"ClearBuds" is the code-name of the first "end-to-end hardware-software neural-network based binaural system using wireless synchronized earbuds," according to hardware engineer Maruchi Kim at the University of Washington.
Kim and his colleagues demonstrated a prototype of their speech-enhancing/noise-reducing devices at the ACM International Conference on Mobile Systems, Applications, and Services (ACM MobiSys2022, held in Portland, OR June 27-July 1 ).
The "first" claimed by the researchers is the pairing of binaural (dual) microphones—one in each ear's ClearBud—with two neural networks in an app on a smartphone, resulting in a superior user-experience of voice isolation and noise cancellation during telephone conversations, according to test subjects.
"While neither dual mics nor neural network software is unique or innovative, the combination has value since it reportedly provides an experience that the users liked," said Fan Gang Zeng, a professor of otolaryngology and director of the Hearing and Speech Laboratory at the University of California, Irvine. A researcher in auditory science and technology who was not involved with the research, Zeng added, "Also, there is no technical barrier for others to develop or use the same combo."

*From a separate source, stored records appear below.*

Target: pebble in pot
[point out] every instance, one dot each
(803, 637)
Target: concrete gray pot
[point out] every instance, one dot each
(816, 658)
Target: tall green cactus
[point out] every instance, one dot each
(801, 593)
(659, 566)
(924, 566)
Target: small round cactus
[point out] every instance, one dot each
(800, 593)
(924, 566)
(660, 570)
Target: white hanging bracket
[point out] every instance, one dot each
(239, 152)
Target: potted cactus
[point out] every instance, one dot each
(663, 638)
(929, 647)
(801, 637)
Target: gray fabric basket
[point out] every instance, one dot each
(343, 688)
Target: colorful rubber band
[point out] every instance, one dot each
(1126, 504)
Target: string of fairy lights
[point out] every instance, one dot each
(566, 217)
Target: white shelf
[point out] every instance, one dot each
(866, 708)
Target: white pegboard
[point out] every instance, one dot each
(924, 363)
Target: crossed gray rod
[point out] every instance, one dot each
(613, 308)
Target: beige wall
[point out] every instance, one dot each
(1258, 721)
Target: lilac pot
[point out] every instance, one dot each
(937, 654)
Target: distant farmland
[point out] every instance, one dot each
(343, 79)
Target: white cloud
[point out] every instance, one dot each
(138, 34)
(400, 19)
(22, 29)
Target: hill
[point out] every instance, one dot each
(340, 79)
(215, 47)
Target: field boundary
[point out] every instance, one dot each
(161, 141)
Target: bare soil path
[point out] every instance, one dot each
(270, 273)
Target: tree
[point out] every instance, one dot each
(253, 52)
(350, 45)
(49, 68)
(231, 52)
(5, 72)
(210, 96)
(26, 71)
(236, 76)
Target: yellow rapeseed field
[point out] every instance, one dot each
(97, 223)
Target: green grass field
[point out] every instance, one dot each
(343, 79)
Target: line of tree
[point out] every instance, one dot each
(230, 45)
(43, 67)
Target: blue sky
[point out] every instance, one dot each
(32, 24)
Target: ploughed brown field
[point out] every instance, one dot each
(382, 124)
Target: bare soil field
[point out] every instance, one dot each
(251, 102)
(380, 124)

To assist other researchers and even commercial telephony equipment providers to use the ClearBud approach, the researchers open-sourced their hardware, software, and neural network architectures. Details are provided in their paper, as well as in their audio demonstrations (which also contain links to the open-source hardware, including the printed circuit board layout, the software code for binaural transmission over Bluetooth, and the code and architectures of the neural networks).
How It Works
ClearBuds leverage binaural sound processing of simultaneous audio streams from microphones in each earbud using deep machine learning (ML) software running in real time. The result demonstrated by the researchers at the conference showed that background noise was cut dramatically (as in this video demonstration), as were nearby competing voices, when making routine phone calls on a ClearBud-empowered iPhone.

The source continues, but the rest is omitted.